In the verses before this, Paul celebrates that he can bring God’s grace to the Gentiles. Paul, who persecuted Christians and saw non-Jews as on the outs with God, now has the work of sharing good news with the very people he once condemned. He is humbly grateful for this work; and this passage opens with bowing down before God, the source of our very names.
Sharing good news in a social context that prioritizes wealth and prestige is hard work. Thus Paul prays for the people of Ephesus to be strengthened by the Spirit and rooted in love. Knowledge, which gives a person privilege, is superseded by Christ’s love and the fullness of God.

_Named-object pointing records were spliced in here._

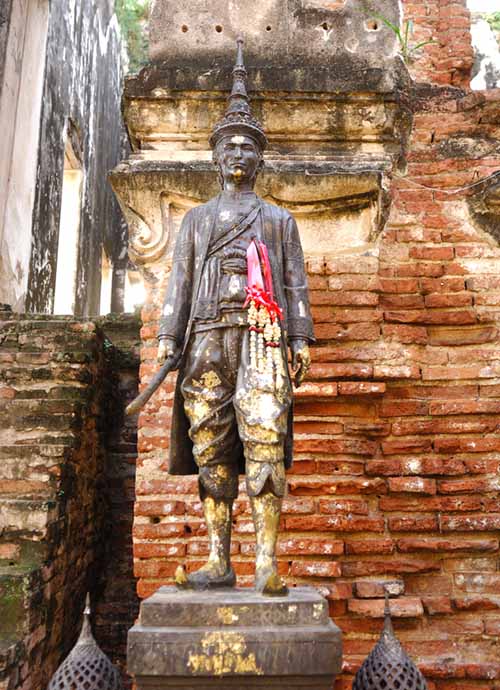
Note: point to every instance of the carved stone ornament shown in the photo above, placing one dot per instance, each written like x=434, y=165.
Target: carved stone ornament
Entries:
x=388, y=667
x=86, y=667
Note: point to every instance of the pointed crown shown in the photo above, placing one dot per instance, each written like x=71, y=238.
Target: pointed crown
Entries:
x=238, y=118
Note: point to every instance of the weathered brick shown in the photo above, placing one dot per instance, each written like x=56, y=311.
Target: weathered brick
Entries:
x=409, y=544
x=337, y=523
x=369, y=546
x=435, y=606
x=373, y=589
x=420, y=523
x=467, y=523
x=310, y=547
x=388, y=566
x=315, y=569
x=412, y=485
x=405, y=607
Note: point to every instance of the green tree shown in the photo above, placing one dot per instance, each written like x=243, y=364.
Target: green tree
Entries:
x=493, y=20
x=133, y=18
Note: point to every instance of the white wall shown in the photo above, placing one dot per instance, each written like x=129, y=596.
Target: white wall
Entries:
x=20, y=108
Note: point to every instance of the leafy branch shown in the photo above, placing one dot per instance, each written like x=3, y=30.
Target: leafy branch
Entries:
x=403, y=35
x=493, y=20
x=133, y=16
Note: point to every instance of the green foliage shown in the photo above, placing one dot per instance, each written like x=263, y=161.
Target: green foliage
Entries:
x=403, y=35
x=493, y=20
x=133, y=16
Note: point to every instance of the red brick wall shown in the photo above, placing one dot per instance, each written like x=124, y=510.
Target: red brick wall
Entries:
x=397, y=465
x=66, y=503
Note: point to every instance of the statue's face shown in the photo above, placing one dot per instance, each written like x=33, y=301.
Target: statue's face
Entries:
x=239, y=158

It takes strength to remain confident that God loves us just as we are. Life today is filled with a flurry of pressures to do more, to be more, to want more and more. You don’t need to be the wealthiest person on your street to get prestige today. You can get that with the nicest house or car, or going on the most luxurious vacation, or by being connected to the most important people. At work we compete with one another over how tired or overworked or overwhelmed we are.
Yet what we do or what we have is not our ultimate source of power. That comes from God who overwhelms us with love, which we then can share with others. Paul insists we will accomplish more by the fullness of love than by anything else.
What does it take to do this? Trust that God loves us as we are. Ask for forgiveness for what we have done to hurt others. Scream and holler about the horrors of the world, and know that God did not want those things to happen. Take time away in the wilderness and reconnect to God.
Fill me, God, with your fullness. Help me to accomplish in love the work you have set before me. Amen.
The Bible is filled with the stories of imperfect people. David is a classic case. In Second Samuel he uses his power to have sex with another man's wife, tries to cover it up, and then plots the murder of her husband. How can this be the same man who penned this week’s psalm, which decries the foolishness of people who act in a godless way? Like us, David was a fallen person who needed God’s extravagant mercy. In Ephesians we read of this same extravagance given through Christ, whose power can do what we cannot—namely redeem all of us who are also foolish and fallen. The Gospel author demonstrates the power of Jesus through what he describes as “signs,” which Jesus performed not primarily to amaze the onlookers but rather to point them to his identity as the Son of God.
Read 2 Samuel 11:1-15. Where in today’s world do you see the selfishness of powerful people bringing tragedy for people with less power?
Read Psalm 14. Do you number yourself among the wise who “seek after God”? Why or why not?
Read Ephesians 3:14-21. How does “being rooted and grounded in love” manifest itself in your life?
Read John 6:1-21. Where do you see yourself in this story?